In a rare interview Wednesday night Melania Trump proved that she doesn't understand what it means to be first lady.
She told Fox News's Sean Hannity that "opportunists who are using my name" are the hardest part of being first lady, again making the job about herself and her family instead of taking the opportunity to talk about the challenges she sees other people facing.
She reserved her harshest words for the media, her husband's favorite punching bag. The biggest challenge she faces as first lady, she said, is from "comedians to journalists to performers, book writers."
Really? Is her family's legacy the thing that worries her most? After all the pain she has witnessed as first lady, from meeting with a survivor of the Parkland, Florida, high school shooting to visiting with children separated from their parents at the border, has the media really been the most difficult part of her job?
If so, that is a big problem.
When Hannity asked if the criticism "hurt" her, she said, "It doesn't hurt. The problem is they're writing history and it's not correct."
The entire moment was a lost opportunity to put attention on the families of struggling Americans she's met in her role as first lady, especially since she spent time the very next day reading to children at Children's National Hospital, some sitting in wheelchairs with IVs attached. And the Hannity interview took place on USS George H.W. Bush, a trip the first lady made to support members of the military and their families.
Wouldn't it have been heartening to hear her use that moment during the interview to talk about the women and babies she's met struggling with opioid addiction, or the children who she has met as part of her "Be Best" campaign who have been bullied at school, or the people whose homes were destroyed in the California fires?
Unfortunately, there are no shortages of tragedies and shortcomings to cite. Anything but another pity party would have been nice -- and could have been expected from any other first lady in recent memory, all of whom, regardless of party, understood the incredible opportunities that accompany the sometimes-frustrating position.
We are getting to know Melania Trump more and more the longer her husband is in office, and it seems that many people are not liking what they see. According to a CNN poll out Thursday, Melania's favorable rating has fallen off a cliff. She now stands at 43% favorability, down 11 points from 54% in CNN's last polling just two months ago. Her unfavorable rating is also up six points to 36%.
The last time her public favorability rating was this low was in January 2017, before her husband's inauguration and before we knew her at all. The illusion that she was in some way a mollifying voice in this White House has been largely dispelled.
In the past couple of months, with the ABC interview in which she asserted that she is "the most bullied person" in the world and during her October trip to Egypt when she spoke about the #MeToo movement and said that although she stands with women, they need to present "really hard evidence," there is less and less separation between the first lady and the president (and that is what's causing her polling numbers to drop precipitously).
Recall that Melania said her decision to wear that now-infamous jacket while visiting migrant children at the Texas-Mexico border with the message "I really don't care.
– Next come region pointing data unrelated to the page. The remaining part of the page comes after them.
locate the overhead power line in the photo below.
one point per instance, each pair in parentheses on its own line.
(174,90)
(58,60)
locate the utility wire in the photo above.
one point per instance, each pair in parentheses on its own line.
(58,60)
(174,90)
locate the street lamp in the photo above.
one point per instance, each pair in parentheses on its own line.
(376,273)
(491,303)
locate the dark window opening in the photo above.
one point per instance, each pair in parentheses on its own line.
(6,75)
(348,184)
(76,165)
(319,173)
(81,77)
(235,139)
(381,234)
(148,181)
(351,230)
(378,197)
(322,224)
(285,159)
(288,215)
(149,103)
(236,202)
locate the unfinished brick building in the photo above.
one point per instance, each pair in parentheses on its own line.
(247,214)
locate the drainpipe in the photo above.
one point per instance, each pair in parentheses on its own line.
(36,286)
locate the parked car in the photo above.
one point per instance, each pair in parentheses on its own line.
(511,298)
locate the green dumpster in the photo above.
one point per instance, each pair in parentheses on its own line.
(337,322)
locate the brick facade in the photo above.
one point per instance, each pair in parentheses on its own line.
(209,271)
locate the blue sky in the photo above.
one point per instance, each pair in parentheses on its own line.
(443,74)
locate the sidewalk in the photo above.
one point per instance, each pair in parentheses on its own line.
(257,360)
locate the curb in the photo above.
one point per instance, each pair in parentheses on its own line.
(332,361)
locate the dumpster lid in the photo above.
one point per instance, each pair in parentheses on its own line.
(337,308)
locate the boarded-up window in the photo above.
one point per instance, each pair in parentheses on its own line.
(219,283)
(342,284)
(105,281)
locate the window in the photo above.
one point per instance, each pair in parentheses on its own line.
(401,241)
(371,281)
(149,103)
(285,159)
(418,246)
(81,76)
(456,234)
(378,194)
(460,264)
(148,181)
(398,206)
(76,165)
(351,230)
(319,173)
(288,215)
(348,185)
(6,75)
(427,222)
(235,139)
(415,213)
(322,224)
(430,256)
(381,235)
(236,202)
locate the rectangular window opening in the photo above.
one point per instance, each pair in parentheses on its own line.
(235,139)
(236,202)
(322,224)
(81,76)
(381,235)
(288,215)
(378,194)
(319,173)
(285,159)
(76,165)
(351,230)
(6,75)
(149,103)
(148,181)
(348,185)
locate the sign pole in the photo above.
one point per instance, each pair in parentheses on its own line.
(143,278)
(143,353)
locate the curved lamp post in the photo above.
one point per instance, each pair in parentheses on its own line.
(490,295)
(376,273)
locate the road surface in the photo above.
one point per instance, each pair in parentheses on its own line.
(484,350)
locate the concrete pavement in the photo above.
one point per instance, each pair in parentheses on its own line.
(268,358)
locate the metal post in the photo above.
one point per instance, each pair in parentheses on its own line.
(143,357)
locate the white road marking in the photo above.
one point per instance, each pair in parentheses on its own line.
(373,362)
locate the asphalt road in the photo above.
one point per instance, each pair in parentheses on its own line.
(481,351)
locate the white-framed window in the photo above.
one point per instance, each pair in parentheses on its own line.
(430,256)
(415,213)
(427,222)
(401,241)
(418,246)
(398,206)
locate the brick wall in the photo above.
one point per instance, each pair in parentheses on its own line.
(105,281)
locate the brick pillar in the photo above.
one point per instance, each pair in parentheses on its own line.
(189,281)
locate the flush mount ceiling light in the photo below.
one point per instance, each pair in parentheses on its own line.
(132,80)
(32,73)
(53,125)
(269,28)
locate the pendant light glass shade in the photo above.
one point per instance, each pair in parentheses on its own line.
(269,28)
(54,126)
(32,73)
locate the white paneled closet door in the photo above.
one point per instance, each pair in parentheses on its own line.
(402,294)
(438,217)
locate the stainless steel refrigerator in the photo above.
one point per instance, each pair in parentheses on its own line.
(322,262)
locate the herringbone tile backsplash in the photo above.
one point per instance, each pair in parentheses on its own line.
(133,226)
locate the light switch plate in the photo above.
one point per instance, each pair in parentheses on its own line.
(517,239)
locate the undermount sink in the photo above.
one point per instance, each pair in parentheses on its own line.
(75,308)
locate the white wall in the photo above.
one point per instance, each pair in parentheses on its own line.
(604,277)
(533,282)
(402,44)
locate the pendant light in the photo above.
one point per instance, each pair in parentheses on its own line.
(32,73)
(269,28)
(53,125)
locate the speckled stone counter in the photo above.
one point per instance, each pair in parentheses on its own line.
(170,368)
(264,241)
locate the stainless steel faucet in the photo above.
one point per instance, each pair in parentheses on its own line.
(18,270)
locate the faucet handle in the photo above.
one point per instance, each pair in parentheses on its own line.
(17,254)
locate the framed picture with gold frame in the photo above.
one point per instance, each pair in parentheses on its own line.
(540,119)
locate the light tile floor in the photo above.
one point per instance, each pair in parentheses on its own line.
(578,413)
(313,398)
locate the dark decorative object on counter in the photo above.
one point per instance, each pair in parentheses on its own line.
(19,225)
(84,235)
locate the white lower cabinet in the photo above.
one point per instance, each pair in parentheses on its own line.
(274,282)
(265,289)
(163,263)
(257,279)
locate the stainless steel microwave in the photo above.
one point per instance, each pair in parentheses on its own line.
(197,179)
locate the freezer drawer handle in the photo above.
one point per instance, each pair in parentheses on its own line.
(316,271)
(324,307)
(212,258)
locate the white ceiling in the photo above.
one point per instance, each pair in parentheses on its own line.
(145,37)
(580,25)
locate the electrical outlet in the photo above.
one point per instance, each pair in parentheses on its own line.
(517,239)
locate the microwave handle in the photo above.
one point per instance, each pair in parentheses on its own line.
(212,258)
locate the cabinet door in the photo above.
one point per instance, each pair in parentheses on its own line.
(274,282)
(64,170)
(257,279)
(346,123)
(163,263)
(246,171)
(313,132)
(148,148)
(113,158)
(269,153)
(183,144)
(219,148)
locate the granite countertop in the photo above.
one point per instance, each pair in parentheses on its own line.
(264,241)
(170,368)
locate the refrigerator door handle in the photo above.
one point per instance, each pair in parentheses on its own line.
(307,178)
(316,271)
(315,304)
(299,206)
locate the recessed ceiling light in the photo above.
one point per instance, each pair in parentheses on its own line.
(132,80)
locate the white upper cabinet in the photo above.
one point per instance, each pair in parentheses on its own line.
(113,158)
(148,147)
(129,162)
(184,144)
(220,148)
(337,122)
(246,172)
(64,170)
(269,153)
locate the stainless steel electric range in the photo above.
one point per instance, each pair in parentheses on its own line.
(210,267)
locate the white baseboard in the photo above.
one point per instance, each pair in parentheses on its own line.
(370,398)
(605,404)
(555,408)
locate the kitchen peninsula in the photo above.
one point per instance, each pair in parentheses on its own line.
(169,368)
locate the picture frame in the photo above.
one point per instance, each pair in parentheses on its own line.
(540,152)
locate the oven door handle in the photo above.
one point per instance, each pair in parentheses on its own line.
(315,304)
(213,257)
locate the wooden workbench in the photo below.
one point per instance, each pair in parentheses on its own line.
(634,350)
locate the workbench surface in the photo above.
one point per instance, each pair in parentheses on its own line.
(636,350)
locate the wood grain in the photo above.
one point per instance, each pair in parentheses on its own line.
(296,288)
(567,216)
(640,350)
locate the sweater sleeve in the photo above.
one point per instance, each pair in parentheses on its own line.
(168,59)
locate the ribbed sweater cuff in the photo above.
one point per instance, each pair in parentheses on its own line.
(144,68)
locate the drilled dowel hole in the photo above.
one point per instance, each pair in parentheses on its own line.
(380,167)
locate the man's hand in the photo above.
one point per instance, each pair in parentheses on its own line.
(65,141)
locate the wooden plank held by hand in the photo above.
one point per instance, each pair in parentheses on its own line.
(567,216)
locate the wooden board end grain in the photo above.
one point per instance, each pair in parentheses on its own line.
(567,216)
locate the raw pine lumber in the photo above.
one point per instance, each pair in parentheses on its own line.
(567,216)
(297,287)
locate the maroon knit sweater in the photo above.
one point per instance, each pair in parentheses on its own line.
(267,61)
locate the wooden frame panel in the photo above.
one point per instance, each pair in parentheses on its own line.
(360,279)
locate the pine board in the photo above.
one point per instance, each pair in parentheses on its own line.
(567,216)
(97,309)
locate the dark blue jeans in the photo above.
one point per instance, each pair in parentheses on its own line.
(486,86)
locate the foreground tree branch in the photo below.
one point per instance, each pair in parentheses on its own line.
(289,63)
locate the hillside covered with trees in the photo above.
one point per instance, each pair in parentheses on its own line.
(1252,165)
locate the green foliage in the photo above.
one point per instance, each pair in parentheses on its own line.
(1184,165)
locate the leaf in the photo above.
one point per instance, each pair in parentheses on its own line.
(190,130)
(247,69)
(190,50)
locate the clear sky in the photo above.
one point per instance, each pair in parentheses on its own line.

Do u?" was actually a message to the press, whom she detests. It was small, it was petty and it was not worthy of a first lady of the United States.
Being first lady is no easy task, admittedly. No modern first lady would deny the challenges and isolation that accompany the undefined role: There is no pay, no mention of it in the Constitution and endless scrutiny. At a 2013 summit in Africa Laura Bush and Michelle Obama talked about those challenges. "There are prisonlike elements, but it's a really nice prison," Obama said of the White House. "You can't complain."
All modern first ladies can relate to being frustrated with the press over their preoccupation with superficial things, including the way they cut their hair or what they choose to wear, but Melania has clouded the profound responsibility and honor of the position with her own personal resentment.
"People are sorting through our shoes and our hair ... whether we cut it or not," Michelle Obama said at the 2013 summit. "We take our bangs [she had just had bangs cut] and we stand in front of important things the world needs to see. And eventually, people stop looking at the bangs, and start looking at the things we're standing in front of. That's the power of our role."
That power is real and should be recognized and used to help those less fortunate, as has been done by previous first ladies.
Decades earlier, when a residence staffer's child was born with a disability, Mamie Eisenhower asked the mother and child to move into the White House. In a June 18, 1990, letter from first lady Barbara Bush to former first lady Betty Ford, Bush alludes to the two of them working together to help a young girl be reunited with her family.
When Lady Bird Johnson found out that a butler's wife was battling cancer, she called two of the top oncologists in New York and that same day they landed at Washington's National Airport to examine her. Before a trip to Korea, Nancy Reagan was told about two Korean children who badly needed heart surgery. Reagan started working the phones, and by the time the Reagans were flying back home on Air Force One, they had asked some staff to fly commercial so that the children could fly back with them and have surgery in the US. The son of one White House butler said it best: "The first lady can pick up the telephone and change your life."
I hope Melania realizes soon that her own personal challenges are nothing compared to the incredible opportunity she has to make a difference and "be best."